Moana is one of the last beaches in Adelaide where a vehicle can be driven onto the beach and parked legally, so becomes a popular tourist destination in good weather. Takeaway food options make it a destination on summer nights. A monthly market is held at the Pioneer's Memorial Hall, which has an anchor from the Nashwauk shipwreck in front.

In 2008 the foreshore area of "old survey" Moana has undergone redevelopment by the local council, with improvements to the road, walkway, and sea wall. A new toilet block and shaded "gazebo", the latter shaped in the form of a seagull, have been added to the foreshore area.

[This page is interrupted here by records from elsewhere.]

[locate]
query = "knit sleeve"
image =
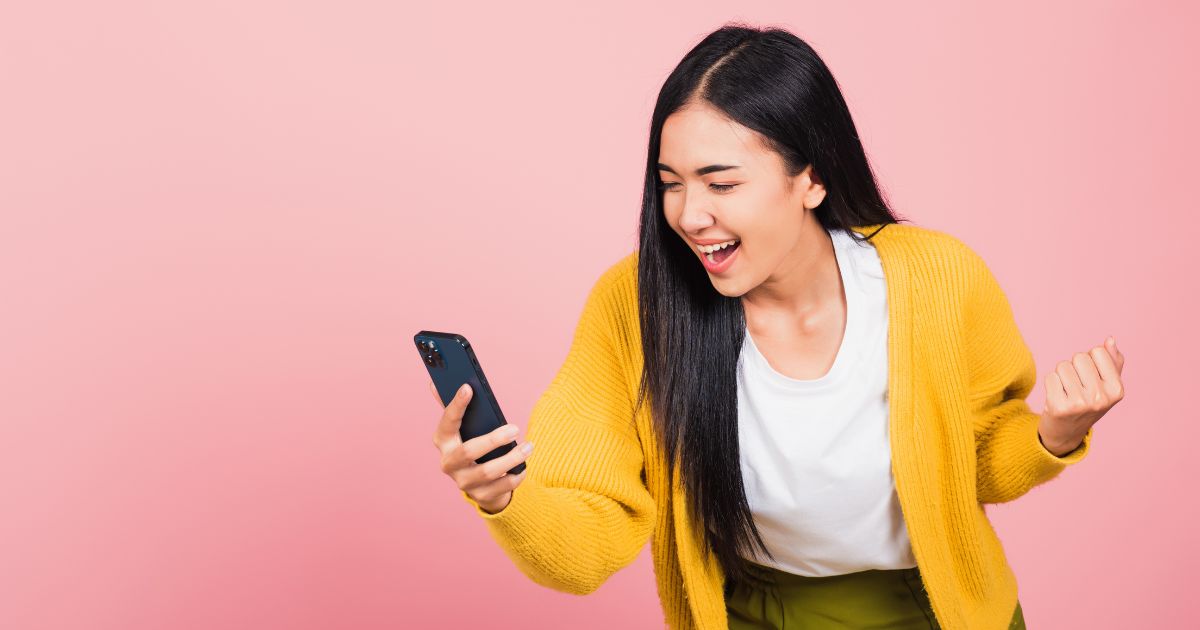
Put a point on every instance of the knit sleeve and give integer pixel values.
(583, 511)
(1009, 457)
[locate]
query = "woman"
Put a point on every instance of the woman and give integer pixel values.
(804, 400)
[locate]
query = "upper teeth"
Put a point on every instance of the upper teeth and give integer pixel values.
(711, 249)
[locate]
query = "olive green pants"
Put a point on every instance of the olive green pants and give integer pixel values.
(883, 599)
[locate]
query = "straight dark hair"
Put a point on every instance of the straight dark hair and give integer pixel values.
(773, 83)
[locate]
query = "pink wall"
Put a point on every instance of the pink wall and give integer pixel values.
(221, 225)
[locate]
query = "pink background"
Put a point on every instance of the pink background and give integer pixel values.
(222, 225)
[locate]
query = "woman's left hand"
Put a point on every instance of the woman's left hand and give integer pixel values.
(1079, 393)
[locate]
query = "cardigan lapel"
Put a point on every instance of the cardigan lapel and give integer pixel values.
(702, 582)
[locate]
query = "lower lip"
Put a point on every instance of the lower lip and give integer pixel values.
(719, 268)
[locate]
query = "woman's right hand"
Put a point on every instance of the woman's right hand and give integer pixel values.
(487, 484)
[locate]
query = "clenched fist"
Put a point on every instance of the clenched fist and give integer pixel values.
(1079, 393)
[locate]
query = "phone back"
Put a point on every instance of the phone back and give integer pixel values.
(451, 361)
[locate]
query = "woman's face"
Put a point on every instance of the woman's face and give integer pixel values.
(721, 183)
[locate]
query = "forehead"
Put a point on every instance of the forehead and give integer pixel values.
(701, 133)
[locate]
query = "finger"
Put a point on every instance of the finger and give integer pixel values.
(481, 445)
(493, 490)
(1109, 376)
(447, 435)
(1071, 384)
(1117, 358)
(1090, 379)
(433, 389)
(498, 467)
(1055, 393)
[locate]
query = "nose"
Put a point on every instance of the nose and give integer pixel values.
(695, 216)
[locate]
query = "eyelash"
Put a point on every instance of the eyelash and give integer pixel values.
(718, 187)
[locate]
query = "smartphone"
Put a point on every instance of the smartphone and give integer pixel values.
(451, 361)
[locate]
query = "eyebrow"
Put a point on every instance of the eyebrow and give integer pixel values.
(702, 171)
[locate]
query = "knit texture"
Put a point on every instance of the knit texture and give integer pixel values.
(960, 431)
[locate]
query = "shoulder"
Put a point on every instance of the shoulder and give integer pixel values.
(613, 293)
(622, 271)
(934, 251)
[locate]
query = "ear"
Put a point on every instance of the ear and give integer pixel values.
(814, 189)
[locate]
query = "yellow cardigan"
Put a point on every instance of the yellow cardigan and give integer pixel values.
(960, 430)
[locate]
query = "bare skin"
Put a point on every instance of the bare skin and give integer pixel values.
(787, 279)
(786, 271)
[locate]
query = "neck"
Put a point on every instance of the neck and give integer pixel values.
(804, 282)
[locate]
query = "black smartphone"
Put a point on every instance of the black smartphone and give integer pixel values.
(451, 361)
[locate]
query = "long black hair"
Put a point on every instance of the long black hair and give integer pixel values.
(774, 83)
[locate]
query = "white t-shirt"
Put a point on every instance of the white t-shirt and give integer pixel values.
(815, 455)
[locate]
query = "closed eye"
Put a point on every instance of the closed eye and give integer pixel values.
(717, 187)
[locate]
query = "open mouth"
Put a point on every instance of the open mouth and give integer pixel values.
(718, 255)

On warm nights this foreshore area can become a site where buskers perform for passers by, or people draw chalk mandalas.

A sloping ramp at the north end of the foreshore that originally provided access to the beach was damaged by erosion of the cliffs during storm activity in 2007. Several ramps and a staircase provided beach access along the cliff and esplanade. Access infrastructure to the beach continues to be impacted by storm surges increasing in frequency due to climate change, requiring council maintenance and repair.

The Willunga Basin Trail now extends to Moana Beach along Pedler Creek, catering to walkers and hikers. Threatened species such as the hooded plover nest in the dunes, attracting bird watchers, though chicks' survival is threatened by dog walking and vehicles driving near the dunes.